Einmalig

John Erpenbeck in einer Amazon-Rezension von „Unpolitische Wissenschaft?“:

Dieses Buch ist einmalig in der deutschen Bücherlandschaft, ich vermute sogar weltweit.

Warum?

Es hat drei Vorzüge, die einzeln vielleicht auch bei anderen Büchern zu finden sind, aber nie in dieser Kombination.

Zunächst – und weitab jeder Selbstverständlichkeit: Der Autor kann schreiben. Es handelt sich um keinen Kriminalroman, um keine Liebesschmonzette, sondern um Fakten, Fakten, Fakten. Aber sie sind in einer Weise dargeboten, dass derjenige, der sich überhaupt für historische und psychologische Themen interessiert, am Text hängen und im Text drinnen bleibt. Ein wissenschaftlicher Text – der Autor hat damit promoviert – der gekonnt und flüssig, lesbar und anziehend geschrieben ist: Man muss lange suchen um dergleichen zu finden. Ich habe viele, auch sehr kluge, Dissertationen begutachtet. Eine so gut, so spannend geschriebene ist mir weder zuvor, noch nachher begegnet.

Dann – sind die hier dargebotenen historischen und aktuellen Fakten selbst hoch interessant. Viele neu und einzigartig, die meisten neu bewertet und in neue Zusammenhänge gestellt. Peglau hat sich auch schon zuvor bemüht, Wilhelm Reich, der in der psychoanalytischen Bewegung in vielerlei Hinsicht eine besondere Rolle spielt, Gerechtigkeit angedeihen zu lassen. Radikalisiert in den dreißiger Jahren, verfemt, verfolgt und mit antikommunistischer Hysterie überschwemmt in der Nachkriegszeit, als Befreiungsikone missverstanden in der 68er Bewegung, harrt der wirkliche, grüblerische, interessante und experimentelle Denker Reich immer noch einer Aufarbeitung ohne Zorn und Eifer, dafür aber mit einer Sachkenntnis, wie sie der Autor hier an den Tag legt. Man wünscht sich aus seiner Feder eine gut Reich-Biografie und eine endlich mal unideologische, objektive, ebenso detailversessene Darstellung der psychoanalytischen Bewegung insgesamt.
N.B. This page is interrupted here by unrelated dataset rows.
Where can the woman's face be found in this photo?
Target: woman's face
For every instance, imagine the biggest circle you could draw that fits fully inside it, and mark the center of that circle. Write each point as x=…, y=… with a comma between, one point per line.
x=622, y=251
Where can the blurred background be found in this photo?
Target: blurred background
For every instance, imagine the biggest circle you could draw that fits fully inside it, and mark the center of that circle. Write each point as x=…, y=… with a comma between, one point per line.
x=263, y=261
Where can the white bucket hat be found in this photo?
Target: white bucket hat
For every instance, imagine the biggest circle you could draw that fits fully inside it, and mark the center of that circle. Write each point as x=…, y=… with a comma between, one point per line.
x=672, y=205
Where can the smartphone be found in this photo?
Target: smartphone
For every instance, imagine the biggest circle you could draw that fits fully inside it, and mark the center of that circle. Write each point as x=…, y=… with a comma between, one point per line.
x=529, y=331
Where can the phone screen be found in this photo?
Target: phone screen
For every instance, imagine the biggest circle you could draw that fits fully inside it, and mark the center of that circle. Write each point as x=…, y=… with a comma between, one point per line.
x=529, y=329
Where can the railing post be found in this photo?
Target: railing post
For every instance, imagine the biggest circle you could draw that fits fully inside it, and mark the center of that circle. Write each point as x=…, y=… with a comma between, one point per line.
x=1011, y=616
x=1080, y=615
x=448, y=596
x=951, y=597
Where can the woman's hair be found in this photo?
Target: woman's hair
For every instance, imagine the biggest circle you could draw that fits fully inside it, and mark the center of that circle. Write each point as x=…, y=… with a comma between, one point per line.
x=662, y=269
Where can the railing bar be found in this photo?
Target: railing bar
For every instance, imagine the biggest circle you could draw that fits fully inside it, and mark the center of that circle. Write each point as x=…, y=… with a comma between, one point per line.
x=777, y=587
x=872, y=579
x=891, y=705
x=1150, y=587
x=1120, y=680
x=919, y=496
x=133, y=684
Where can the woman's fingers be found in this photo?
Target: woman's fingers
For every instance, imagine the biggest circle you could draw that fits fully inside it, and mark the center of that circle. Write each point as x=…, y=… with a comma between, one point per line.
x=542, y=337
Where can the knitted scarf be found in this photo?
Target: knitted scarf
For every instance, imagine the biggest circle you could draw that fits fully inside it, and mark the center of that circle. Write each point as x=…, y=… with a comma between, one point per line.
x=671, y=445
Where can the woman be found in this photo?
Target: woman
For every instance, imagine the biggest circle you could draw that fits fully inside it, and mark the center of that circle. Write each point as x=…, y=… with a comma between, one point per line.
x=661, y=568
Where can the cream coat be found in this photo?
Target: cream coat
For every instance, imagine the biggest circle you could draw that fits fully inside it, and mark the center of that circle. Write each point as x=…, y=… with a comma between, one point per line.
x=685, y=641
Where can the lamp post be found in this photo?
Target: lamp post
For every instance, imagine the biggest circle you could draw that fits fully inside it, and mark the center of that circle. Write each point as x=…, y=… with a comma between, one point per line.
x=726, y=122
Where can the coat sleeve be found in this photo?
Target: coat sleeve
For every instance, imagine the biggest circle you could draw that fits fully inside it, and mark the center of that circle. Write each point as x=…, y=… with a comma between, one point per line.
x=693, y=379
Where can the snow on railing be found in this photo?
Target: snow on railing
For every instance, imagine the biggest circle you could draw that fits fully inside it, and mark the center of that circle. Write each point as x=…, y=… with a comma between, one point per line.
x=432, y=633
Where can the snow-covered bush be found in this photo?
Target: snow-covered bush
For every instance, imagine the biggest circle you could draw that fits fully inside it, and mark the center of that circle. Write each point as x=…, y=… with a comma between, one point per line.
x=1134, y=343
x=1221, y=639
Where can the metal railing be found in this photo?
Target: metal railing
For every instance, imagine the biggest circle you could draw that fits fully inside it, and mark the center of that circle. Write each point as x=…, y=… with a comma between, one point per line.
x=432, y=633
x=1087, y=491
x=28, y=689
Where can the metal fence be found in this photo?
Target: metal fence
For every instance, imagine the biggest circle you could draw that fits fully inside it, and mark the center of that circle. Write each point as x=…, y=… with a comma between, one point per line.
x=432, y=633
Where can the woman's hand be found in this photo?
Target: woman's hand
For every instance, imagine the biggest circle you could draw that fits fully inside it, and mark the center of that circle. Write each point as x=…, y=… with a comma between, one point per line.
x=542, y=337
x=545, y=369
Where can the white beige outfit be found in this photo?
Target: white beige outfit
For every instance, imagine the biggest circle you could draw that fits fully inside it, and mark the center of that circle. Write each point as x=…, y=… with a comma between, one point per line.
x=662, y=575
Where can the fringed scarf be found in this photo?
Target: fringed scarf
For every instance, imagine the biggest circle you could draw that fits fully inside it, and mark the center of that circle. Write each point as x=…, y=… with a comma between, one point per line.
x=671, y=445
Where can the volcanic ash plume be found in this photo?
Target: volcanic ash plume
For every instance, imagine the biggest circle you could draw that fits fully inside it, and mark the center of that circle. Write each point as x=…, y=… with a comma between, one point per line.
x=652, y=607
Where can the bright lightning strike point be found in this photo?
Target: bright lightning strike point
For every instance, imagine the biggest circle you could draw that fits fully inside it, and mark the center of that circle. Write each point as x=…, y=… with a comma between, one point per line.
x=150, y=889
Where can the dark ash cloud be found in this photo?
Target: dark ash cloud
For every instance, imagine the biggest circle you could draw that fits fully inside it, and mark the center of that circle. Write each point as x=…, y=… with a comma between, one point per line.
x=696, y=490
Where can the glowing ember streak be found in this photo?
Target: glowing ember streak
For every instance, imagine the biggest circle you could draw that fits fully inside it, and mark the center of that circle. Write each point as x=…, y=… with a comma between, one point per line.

Schließlich – und damit zeigt das Buch seine aktuelle Sprengkraft, ist es eine ungeheuer detailreiche, sozusagen feinkörnige Darstellung realer historischer Entwicklungsprozesse und ihrer Akteure, ohne grobskizzierte Vereinfachungen, ohne immer nur teilweise zutreffende Einordnungen,  ohne ideologische Leit- und Scheuklappen. Und da wird eine Vielzahl von nachvollziehbaren Anpassungsvolten sichtbar, von einem Denken in kleineren Übeln, von einer durchaus ambivalenten Nutzung der großen psychoanalytischen Erkenntnisse und Mythen. Der ferner stehende Leser, der sicher auch geglaubt hat, die Psychoanalyse sei gewiss als jüdische Wissenschaft dem nazistischen Verdammungswillen insgesamt anheim gefallen, muss erstaunt begreifen, dass Psychologen- und Denkfiguren jener Wissenschaft durchaus den antisemitischen Furor überlebten, ja dass die Nazis manches davon für brauchbar hielten, um ihr Ariervolk zu stärken. Hier fördert der Autor so unglaubliche Zusammenhänge zutage, dass sie den Blick auf jüngere deutsche und internationale Geschichte weiten: Wie haben sich Anpassungsvorgänge in der DDR, wie in der Bundesrepublik abgespielt, wie „funktionieren“ Diktaturen der unterschiedlichsten Färbungen weltweit in Bezug auf die Ablehnung, die teilweise oder völlige Assimilation wissenschaftlicher, insbesondere human- und sozialwissenschaftlicher Ergebnisse und welchen individuellen, manchmal bedauernswerten aber kaum verdammenswerten Biografien begegnet man bei der gründlichen Aufarbeitung historischer Zusammenhänge.

Sicher wird die Zukunft unendlich viel weiteres Material zur Geschichte der von den Nazis teilweise verbotenen aber nie wirklich verbrannten Psychoanalyse zutage fördern. Aber sie wird die Dichte, Vielfältigkeit und Verästelung, wie sie in  dem Buch von Andreas Peglau aufscheint kaum übertreffen. Eben deshalb ist es ein einmaliges Buch.